Readers of our newsletter know that we are big fans of adaptive leadership, a term coined by Ron Heifetz. The concept is simple: the work of helping people change their mindsets and habits (adaptive challenges) requires curiosity, experimentation, and patience. The practice, however, is not simple. At Academy Reconnect, we focused on helping leaders identify and understand the adaptive challenges they face every day. We also shared a few of the tools to lead through these challenges, such as raising and lowering the heat and stretching outside their comfort zone.

Big Question

Focusing the efforts of a team, board, or organization around a single “big question” is a powerful tool to mobilize stakeholders. A good big question:

  • Has a significant impact on the organization and the mission. If it doesn’t have a big impact, it’s not a big question.

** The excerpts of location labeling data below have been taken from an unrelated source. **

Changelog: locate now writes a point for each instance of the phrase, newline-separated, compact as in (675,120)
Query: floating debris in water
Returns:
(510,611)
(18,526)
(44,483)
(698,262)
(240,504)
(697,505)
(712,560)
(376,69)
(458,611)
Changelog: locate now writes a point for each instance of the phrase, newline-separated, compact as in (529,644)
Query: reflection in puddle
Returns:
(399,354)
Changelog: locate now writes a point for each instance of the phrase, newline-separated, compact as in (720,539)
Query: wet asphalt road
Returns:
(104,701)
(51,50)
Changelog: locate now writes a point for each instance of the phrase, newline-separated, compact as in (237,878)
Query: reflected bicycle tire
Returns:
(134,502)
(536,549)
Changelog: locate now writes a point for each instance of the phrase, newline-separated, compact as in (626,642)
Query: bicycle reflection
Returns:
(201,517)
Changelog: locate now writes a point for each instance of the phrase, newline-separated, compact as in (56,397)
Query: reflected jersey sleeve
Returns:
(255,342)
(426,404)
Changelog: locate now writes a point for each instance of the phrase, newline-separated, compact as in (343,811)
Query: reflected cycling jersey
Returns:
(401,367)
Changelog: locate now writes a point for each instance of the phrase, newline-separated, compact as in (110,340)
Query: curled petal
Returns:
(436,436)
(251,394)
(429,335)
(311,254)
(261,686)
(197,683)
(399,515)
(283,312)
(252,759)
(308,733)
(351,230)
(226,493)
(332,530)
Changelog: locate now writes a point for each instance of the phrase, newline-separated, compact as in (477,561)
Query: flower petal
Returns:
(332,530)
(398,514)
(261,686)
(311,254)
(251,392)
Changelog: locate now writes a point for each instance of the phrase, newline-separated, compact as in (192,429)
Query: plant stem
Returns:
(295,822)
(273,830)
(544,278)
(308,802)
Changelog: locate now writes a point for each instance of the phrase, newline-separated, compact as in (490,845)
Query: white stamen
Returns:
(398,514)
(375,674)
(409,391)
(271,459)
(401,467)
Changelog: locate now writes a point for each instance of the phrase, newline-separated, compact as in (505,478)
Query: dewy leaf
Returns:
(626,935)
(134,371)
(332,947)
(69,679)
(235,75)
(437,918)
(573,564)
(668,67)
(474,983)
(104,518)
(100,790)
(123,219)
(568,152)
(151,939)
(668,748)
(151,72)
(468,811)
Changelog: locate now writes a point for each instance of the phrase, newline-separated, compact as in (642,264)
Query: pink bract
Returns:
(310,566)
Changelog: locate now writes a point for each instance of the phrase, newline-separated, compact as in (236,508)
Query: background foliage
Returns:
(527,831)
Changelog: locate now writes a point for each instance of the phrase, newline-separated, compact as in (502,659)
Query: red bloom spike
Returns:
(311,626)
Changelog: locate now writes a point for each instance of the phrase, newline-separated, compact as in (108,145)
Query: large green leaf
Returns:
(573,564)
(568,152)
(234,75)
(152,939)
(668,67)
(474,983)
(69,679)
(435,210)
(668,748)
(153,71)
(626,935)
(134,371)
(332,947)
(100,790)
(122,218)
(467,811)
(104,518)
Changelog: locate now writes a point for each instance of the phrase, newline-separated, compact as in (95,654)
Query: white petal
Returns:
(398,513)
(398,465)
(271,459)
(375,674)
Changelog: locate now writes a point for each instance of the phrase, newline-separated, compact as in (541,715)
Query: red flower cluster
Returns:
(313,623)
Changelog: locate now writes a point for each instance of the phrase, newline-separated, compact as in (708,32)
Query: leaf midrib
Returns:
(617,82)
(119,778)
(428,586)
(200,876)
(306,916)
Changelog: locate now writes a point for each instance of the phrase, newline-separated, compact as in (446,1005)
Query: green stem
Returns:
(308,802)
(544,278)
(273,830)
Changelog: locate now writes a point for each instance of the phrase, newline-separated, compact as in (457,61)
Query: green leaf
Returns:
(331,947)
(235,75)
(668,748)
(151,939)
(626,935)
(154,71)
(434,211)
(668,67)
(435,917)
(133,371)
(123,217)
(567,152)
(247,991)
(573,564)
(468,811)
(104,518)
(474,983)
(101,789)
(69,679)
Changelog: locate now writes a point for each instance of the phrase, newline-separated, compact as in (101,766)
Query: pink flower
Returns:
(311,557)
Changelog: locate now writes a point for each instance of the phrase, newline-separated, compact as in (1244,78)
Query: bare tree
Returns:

  • Is answerable, but not easy. You should feel like you are able to make progress on the question, and if it is too unwieldy, you might need more focus.

  • Fits the wits and resources of the team assembled to do the work. Your big question should need the input of those around the table and be answerable with the resources you currently have or are able to find.

In the Academy Reconnect context, we create space for teams to reflect on past work, scan internally and externally, and wrestle with the best version of their organization’s big question to tackle in the coming months.

Failure and Improvisation

Tackling big questions and adaptive challenges requires leaders to try strategies that are different from their normal ways of leading. A fear of failure often holds people back from this kind of experimentation. We believe in giving people the permission to fail – and practice actually failing – are key ways to shift our own perceptions around failure. At Academy Reconnect, we provided participants with an opportunity to practice failure through improvisation training led by a local comedy troupe. And we celebrated failure through a fanciful storytelling event we called Cirque de Fail.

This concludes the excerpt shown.